High Court deems use of mobile phone whilst driving NOT an offence if used outside of ‘interactive t

The High Court has agreed that using a function on a mobile phone, which does not involve ‘interactive telecommunication’, is not a mobile phone offence whilst driving. The High Court handed down the Judgement yesterday, which clarifies the offence of using a mobile phone whilst behind the wheel.

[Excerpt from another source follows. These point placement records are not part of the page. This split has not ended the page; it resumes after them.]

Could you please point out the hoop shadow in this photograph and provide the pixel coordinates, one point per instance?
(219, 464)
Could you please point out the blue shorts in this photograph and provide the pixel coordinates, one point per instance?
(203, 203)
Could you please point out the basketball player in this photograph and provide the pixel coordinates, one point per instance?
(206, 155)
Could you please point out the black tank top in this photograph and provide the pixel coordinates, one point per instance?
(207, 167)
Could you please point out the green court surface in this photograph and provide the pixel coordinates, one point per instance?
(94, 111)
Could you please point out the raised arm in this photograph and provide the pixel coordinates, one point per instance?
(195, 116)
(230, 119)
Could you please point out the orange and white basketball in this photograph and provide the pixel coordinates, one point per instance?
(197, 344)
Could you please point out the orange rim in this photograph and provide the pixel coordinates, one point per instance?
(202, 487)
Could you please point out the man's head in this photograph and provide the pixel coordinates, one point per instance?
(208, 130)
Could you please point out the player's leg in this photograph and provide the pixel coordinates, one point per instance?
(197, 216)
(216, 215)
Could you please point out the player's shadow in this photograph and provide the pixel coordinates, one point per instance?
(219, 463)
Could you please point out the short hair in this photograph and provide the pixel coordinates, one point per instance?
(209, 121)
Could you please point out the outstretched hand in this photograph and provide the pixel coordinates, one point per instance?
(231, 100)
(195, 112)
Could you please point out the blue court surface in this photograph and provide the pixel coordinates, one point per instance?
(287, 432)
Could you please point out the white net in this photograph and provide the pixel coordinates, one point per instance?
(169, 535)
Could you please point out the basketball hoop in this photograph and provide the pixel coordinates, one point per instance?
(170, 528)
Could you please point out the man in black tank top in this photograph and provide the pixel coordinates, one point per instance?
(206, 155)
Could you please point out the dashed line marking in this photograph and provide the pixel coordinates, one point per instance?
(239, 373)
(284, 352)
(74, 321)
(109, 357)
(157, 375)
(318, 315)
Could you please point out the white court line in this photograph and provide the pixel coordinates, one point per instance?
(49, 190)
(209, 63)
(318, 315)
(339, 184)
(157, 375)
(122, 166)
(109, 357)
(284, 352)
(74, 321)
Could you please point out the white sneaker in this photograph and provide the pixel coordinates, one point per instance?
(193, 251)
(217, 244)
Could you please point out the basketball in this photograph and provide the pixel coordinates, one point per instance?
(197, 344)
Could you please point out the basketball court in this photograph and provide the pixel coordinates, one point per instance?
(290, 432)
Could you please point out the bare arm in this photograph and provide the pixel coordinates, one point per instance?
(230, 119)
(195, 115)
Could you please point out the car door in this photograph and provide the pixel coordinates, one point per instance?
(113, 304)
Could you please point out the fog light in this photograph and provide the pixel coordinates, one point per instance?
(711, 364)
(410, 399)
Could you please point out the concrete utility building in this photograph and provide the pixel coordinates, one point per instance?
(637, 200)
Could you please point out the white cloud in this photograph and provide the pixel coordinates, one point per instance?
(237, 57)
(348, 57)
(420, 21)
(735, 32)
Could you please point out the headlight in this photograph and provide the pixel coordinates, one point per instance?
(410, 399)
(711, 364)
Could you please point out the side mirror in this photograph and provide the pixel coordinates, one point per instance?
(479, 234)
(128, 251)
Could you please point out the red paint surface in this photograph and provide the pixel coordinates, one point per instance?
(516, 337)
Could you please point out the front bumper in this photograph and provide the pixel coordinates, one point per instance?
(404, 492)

This ruling could have wider implications, especially for taxi and private hire drivers, who use mobile phone functionalities for ride-hailing bookings and navigation. The conclusion is that the offence is not committed unless it is proved beyond reasonable doubt (by the Prosecution) that the phone was being used for an ‘interactive telecommunication function’ at the time of the alleged offence. However, as always, it may still be an offence of driving without due care and attention or dangerous driving, if the standard of driving falls below that expected of a careful and competent driver. The case follows a motorist, Ramsey Barreto, who was caught filming a road accident back on 19 August 2017 in Ruislip. According to the courts, a police officer observed the respondent holding his phone up to the driver’s window for between 10 and 15 seconds. He stopped the respondent, at which point the phone was on his lap in video mode. He admitted what he had done and apologised. A spokesperson from Mr Barreto’s legal team, Patterson Law, said: “We are absolutely delighted with the outcome of this case.  We have been arguing for many years that the legislation in relation to the offence of using a handheld mobile phone whilst driving a motor vehicle has failed to keep pace with the evolution of smart phones. “The increasing multi-functionality of smart phones was, in fact, making a mockery of the law. “We ended up with a situation where you could hold a Casio calculator performing mathematical calculations whilst driving and you would not be committing a mobile phone offence, whereas doing exactly the same thing on the calculator app on a smart phone, according to the way the Police / Crown Prosecution Service were applying the law, meant you would automatically be committing an offence warranting 6 points and a hefty fine. “When the fixed penalty for using a mobile phone was increased from 3 to 6 points and the fixed penalty fine was increased from £100 to £200 we argued that Parliament should have seized the opportunity to update the legislation in general, not just the penalties. It seemed like a missed opportunity at the time. A quick fix.

“This is not a loophole argument/defence. This is simply the correct application and understanding of the law as it currently stands. “We have always said that it is dangerous to interact with any type of device whilst driving a motor vehicle on a road and it was always open to the Police / Prosecution to pursue an allegation of driving without due care and attention or perhaps even dangerous driving. That was never the issue. “The issue was that the law as it stood created anomalies and confusion. We now have the clarity in this judicial precedent to match what we had been correctly advocating on behalf of our clients for many many years. “We would like to thank our client Mr. Barreto for his patience in this matter. Clearly he didn’t set out wanting to be the test case on this issue.”